Revenue is distributed as USDC-denominated LV tokens, which continue auto-compounding in the underlying vault strategy (USDC LR on Base). This ties SUMR staking returns directly to vault usage, strategy performance, and protocol adoption.
How Staking Works
Stake Creation
Users deposit SUMR into the staking module to create a position. Each position is independent and can have its own lock duration and reward multiplier.
Lock Durations
Available locks range from no lock to approximately 3 years.
Each lock defines:
A time commitment
A reward multiplier (applies to SUMR + USDC rewards)

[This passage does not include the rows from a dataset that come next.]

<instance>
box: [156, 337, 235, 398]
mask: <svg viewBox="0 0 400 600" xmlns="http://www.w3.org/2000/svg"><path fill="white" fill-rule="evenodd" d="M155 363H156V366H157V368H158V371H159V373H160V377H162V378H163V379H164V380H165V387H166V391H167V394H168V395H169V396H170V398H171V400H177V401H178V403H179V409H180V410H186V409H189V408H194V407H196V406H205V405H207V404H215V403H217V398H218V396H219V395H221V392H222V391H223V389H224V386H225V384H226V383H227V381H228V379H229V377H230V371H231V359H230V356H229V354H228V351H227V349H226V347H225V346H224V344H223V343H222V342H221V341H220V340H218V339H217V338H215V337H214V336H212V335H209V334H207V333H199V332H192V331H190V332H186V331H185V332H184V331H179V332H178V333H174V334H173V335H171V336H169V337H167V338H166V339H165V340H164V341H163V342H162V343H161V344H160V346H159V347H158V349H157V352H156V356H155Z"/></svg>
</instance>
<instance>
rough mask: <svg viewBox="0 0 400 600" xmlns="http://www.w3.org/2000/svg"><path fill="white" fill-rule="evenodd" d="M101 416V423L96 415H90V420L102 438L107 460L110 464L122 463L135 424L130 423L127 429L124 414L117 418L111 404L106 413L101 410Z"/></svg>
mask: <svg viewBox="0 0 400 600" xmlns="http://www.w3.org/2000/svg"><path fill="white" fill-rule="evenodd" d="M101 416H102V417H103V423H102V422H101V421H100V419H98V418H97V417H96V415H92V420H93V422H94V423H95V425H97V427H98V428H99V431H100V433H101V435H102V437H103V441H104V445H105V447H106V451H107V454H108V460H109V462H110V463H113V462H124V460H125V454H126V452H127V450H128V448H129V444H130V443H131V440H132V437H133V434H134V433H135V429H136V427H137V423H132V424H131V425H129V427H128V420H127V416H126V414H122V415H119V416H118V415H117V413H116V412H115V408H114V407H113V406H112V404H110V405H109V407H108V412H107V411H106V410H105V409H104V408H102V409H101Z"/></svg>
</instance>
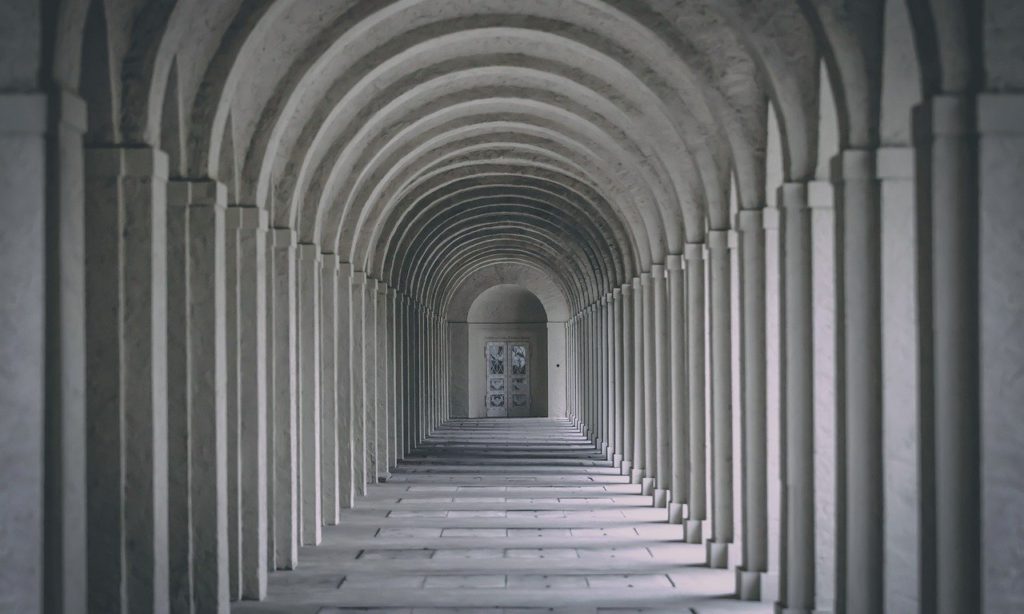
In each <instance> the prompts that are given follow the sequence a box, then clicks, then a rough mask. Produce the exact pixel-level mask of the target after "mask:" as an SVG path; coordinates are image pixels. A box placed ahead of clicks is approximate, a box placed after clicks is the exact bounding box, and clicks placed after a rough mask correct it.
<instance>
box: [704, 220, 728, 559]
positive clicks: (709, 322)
mask: <svg viewBox="0 0 1024 614" xmlns="http://www.w3.org/2000/svg"><path fill="white" fill-rule="evenodd" d="M730 268H731V266H730V262H729V231H728V230H711V231H709V232H708V275H709V278H710V281H711V289H710V292H711V301H710V303H711V304H710V306H709V314H708V315H709V317H708V320H709V325H710V327H711V382H712V385H711V411H712V416H711V420H712V427H711V431H712V455H711V473H712V482H711V500H712V515H713V522H712V536H711V539H710V540H709V541H708V566H709V567H712V568H716V569H726V568H727V567H728V566H729V544H730V543H731V542H732V539H733V522H732V520H733V518H732V517H733V501H732V488H733V485H732V326H731V317H730V315H731V306H730V302H731V296H732V283H731V273H730Z"/></svg>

A capacity limit (maximum SUMR allowed in that bucket)
Overview:
No Lock
1.0×
15.000.000
Flexible, no time commitment
14 Days - 3 Months
↑
15.000.000
Introductory commitment
3 Months - 6 Months
↑↑
35.000.000
Medium-term alignment
6 Months - 1 Year
↑↑↑
60.000.000
High alignment
1 Year - 2 Years
↑↑↑↑
100.000.000
Higher alignment
2 Years – 3 Years
7.26x
unlimited
Highest conviction and multiplier
Capacity Limits
Lock buckets close when capacity is reached. Users may:
Choose a different bucket
Split positions across multiple locks
Wait for governance-approved capacity increases
Rewards Accrual
Staking rewards accumulate continuously and include:
SUMR emissions – proportional to stake × multiplier
USDC LV tokens – proportional to stake × multiplier × protocol revenue
SUMR rewards can be claimed at any time; USDC rewards will be distributed on monthly basis.
Early Withdrawal Penalty
Users may exit a locked position early, but an early withdrawal penalty applies:
Maximum penalty: 20% of principal
Penalty decreases linearly as the lock approaches expiry
Designed to reward commitment while allowing flexibility if circumstances change
Penalties remain inside the staking module and increase yield to remaining lockers.

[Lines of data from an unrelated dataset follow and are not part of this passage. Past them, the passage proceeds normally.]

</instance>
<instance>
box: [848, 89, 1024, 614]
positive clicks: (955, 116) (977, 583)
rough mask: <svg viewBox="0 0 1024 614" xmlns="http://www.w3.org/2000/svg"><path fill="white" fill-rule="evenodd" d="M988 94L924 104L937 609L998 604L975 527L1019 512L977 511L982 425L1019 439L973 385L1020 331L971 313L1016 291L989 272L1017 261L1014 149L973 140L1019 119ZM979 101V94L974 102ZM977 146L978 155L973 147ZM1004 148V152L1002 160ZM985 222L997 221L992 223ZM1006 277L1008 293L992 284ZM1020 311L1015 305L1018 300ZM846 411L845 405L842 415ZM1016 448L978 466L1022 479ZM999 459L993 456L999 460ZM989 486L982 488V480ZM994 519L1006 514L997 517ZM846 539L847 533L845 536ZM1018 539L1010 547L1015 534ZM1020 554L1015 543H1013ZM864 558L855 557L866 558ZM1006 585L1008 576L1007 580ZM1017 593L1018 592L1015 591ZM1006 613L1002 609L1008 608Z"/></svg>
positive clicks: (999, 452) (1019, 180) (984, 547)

Governance Participation After Staking
Staking V2 resets all prior delegation. After staking or migrating from V1, users must re-delegate to the delegate of their choice.
Delegation determines:
Who exercises your voting power
Which delegate earns active participation rewards
How effectively governance decisions reflect your preferences
Delegation can be changed at any time.
Migrating from Staking V1
If you previously used Staking V1:
Unstake from V1
Claim any unclaimed SUMR
Restake using Staking V2
Optionally lock to select your multiplier
Re-delegate to a delegate of your choice
Migration is mandatory before earning rewards under Staking V2.
Staking and Protocol Alignment
Staking V2 integrates SUMR more tightly with the Lazy Summer Protocol by:
Introducing stake-based alignment (locks + multipliers)
Removing governance decay
Routing protocol revenue directly to lockers
Strengthening delegation incentives
Aligning SUMR value with vault adoption and long-term strategy performance
This establishes SUMR as an economically productive governance asset designed for protocol-scale growth.
Getting Started
You can stake SUMR through the Summer app:
https://summer.fi/earn/staking
Typical steps:
Stake SUMR
Select lock duration
Review projected rewards
Submit stake
Delegate voting power
Once staked, rewards begin accruing automatically.